By Supasorn Suwajanakorn, who works on ways to reconstruct, preserve and reanimate anyone — just from their existing photos and videos.
Do you think you’re good at spotting fake videos, where famous people say things they’ve never said in real life? See how they’re made in this astonishing talk and tech demo. Computer scientist Supasorn Suwajanakorn shows how, as a grad student, he used AI and 3D modeling to create photorealistic fake videos of people synced to audio. Learn more about both the ethical implications and the creative possibilities of this tech — and the steps being taken to fight against its misuse.
None of these is actually real. So let me tell you how we got here. My inspiration for this work was a project meant to preserve our last chance for learning about the Holocaust from the survivors. It’s called New Dimensions in Testimony, and it allows you to have interactive conversations with a hologram of a real Holocaust survivor.
SS: Turns out these answers were prerecorded in a studio. Yet the effect is astounding. You feel so connected to his story and to him as a person. I think there’s something special about human interaction that makes it much more profound and personal than what books or lectures or movies could ever teach us.

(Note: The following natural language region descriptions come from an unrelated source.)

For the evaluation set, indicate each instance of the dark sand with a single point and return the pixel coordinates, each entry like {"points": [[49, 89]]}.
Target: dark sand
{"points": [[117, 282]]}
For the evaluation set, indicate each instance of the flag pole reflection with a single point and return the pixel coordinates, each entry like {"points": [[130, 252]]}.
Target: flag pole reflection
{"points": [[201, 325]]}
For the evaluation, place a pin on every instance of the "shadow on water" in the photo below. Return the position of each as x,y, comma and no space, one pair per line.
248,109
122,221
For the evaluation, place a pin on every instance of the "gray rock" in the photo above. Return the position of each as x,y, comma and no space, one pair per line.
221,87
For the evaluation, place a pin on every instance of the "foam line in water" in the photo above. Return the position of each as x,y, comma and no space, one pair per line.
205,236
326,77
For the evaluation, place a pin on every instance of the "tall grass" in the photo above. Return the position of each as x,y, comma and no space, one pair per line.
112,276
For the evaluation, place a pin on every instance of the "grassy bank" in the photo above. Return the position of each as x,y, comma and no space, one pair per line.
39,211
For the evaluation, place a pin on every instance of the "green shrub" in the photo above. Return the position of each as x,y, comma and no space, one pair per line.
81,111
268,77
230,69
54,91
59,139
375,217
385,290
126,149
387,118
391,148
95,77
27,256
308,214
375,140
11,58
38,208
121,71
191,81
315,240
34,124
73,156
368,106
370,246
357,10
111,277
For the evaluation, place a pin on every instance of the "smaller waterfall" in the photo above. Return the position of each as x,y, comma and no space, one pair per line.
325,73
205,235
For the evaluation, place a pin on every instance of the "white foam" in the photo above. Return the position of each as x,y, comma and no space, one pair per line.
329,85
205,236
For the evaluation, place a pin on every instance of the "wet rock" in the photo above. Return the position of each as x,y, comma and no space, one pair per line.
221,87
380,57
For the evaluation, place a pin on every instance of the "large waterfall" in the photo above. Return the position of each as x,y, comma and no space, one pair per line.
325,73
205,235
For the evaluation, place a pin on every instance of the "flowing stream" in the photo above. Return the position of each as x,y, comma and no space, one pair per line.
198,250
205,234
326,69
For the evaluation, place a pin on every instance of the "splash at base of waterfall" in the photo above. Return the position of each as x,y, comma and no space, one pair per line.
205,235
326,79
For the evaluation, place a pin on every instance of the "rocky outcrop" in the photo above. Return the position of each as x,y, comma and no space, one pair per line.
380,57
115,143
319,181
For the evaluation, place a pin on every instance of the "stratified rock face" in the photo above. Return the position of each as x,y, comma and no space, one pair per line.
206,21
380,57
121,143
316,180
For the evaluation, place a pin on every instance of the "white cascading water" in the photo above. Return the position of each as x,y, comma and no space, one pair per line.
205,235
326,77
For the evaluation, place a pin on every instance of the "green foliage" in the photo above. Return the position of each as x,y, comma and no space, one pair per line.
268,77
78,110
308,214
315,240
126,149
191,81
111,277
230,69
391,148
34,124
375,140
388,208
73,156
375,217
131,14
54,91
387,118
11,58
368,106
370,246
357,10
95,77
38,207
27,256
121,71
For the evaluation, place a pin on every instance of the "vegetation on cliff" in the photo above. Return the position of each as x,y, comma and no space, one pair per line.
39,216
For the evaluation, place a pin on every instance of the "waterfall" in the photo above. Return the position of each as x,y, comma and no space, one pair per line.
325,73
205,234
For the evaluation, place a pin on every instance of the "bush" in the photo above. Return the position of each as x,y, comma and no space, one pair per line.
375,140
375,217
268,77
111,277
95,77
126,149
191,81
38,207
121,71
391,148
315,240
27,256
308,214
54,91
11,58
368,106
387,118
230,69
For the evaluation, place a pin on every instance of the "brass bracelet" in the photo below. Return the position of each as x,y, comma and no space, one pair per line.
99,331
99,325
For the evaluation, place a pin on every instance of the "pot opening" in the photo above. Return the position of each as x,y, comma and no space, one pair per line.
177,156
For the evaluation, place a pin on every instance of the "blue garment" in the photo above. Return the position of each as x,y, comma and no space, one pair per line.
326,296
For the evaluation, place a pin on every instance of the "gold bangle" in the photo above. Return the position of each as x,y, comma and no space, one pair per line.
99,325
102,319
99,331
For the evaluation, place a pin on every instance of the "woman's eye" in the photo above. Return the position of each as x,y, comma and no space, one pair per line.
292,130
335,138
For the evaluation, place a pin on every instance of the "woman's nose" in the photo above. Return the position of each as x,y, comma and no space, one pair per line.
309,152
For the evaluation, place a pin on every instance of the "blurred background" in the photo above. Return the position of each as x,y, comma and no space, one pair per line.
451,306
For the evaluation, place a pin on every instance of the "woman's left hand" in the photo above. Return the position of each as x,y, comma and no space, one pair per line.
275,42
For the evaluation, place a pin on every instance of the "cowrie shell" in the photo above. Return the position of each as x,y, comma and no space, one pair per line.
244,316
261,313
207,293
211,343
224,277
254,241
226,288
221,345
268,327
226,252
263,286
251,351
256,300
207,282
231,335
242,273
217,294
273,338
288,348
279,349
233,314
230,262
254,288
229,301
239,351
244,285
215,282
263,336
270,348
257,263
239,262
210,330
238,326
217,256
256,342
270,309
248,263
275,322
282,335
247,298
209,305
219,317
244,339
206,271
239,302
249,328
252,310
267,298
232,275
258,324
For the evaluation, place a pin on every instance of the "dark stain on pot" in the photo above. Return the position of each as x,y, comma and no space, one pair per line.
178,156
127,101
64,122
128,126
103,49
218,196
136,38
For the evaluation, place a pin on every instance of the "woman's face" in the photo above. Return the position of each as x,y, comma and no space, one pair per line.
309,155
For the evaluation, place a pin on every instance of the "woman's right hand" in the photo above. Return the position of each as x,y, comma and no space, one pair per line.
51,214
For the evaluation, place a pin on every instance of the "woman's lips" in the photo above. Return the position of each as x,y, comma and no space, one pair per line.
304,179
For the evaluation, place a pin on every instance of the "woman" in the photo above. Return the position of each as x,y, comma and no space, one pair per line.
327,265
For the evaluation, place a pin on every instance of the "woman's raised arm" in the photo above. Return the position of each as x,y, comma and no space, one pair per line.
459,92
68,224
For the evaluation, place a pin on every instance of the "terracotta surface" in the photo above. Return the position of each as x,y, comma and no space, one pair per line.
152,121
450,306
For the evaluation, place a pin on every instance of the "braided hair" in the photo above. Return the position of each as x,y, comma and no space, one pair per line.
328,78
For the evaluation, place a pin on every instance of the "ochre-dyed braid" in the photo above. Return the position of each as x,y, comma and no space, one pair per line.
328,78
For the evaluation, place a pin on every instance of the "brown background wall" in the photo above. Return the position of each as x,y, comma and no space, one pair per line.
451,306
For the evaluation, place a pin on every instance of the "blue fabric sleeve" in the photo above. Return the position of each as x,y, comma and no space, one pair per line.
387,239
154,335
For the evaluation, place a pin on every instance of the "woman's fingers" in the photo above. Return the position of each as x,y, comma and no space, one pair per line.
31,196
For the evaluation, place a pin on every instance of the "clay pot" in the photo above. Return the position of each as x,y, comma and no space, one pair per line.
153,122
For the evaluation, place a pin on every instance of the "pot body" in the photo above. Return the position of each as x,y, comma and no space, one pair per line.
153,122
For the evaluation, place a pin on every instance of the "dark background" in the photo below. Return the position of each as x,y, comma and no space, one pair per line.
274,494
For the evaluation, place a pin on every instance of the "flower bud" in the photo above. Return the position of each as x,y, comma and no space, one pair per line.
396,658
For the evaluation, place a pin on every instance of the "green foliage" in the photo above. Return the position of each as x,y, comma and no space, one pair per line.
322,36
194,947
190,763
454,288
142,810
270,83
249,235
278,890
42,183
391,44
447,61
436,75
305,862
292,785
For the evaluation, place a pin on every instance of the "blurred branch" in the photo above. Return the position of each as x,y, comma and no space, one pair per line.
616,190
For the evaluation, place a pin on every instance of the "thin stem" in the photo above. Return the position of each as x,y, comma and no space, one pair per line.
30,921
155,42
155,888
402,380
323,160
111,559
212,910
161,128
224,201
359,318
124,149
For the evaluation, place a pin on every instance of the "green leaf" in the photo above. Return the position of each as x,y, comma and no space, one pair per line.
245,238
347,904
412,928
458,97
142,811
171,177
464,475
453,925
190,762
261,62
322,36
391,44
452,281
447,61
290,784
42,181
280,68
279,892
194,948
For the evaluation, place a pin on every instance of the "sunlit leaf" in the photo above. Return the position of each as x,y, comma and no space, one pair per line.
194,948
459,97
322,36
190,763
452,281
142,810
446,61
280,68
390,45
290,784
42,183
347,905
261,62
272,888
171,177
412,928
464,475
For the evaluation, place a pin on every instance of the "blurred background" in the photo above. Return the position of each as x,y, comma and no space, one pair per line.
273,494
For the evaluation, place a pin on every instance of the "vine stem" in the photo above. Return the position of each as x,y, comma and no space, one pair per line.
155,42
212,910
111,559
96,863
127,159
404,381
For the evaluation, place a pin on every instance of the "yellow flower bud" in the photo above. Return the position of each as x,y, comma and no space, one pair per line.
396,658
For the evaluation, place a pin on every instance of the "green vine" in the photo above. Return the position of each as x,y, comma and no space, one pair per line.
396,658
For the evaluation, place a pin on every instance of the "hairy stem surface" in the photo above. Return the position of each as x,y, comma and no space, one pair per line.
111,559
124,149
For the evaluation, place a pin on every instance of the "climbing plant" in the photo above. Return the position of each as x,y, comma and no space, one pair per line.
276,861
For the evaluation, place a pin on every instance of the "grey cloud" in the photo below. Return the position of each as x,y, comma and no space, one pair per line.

So I saw this and began to wonder, can we create a model like this for anyone? A model that looks, talks and acts just like them? So I set out to see if this could be done and eventually came up with a new solution that can build a model of a person using nothing but these: existing photos and videos of a person. If you can leverage this kind of passive information, just photos and video that are out there,that’s the key to scaling to anyone.
By the way, here’s Richard Feynman, who in addition to being a Nobel Prize winner in physics was also known as a legendary teacher. Wouldn’t it be great if we could bring him back to give his lectures and inspire millions of kids, perhaps not just in English but in any language? Or if you could ask our grandparents for advice and hear those comforting words even if they’re no longer with us? Or maybe using this tool, book authors, alive or not, could read aloud all of their books for anyone interested.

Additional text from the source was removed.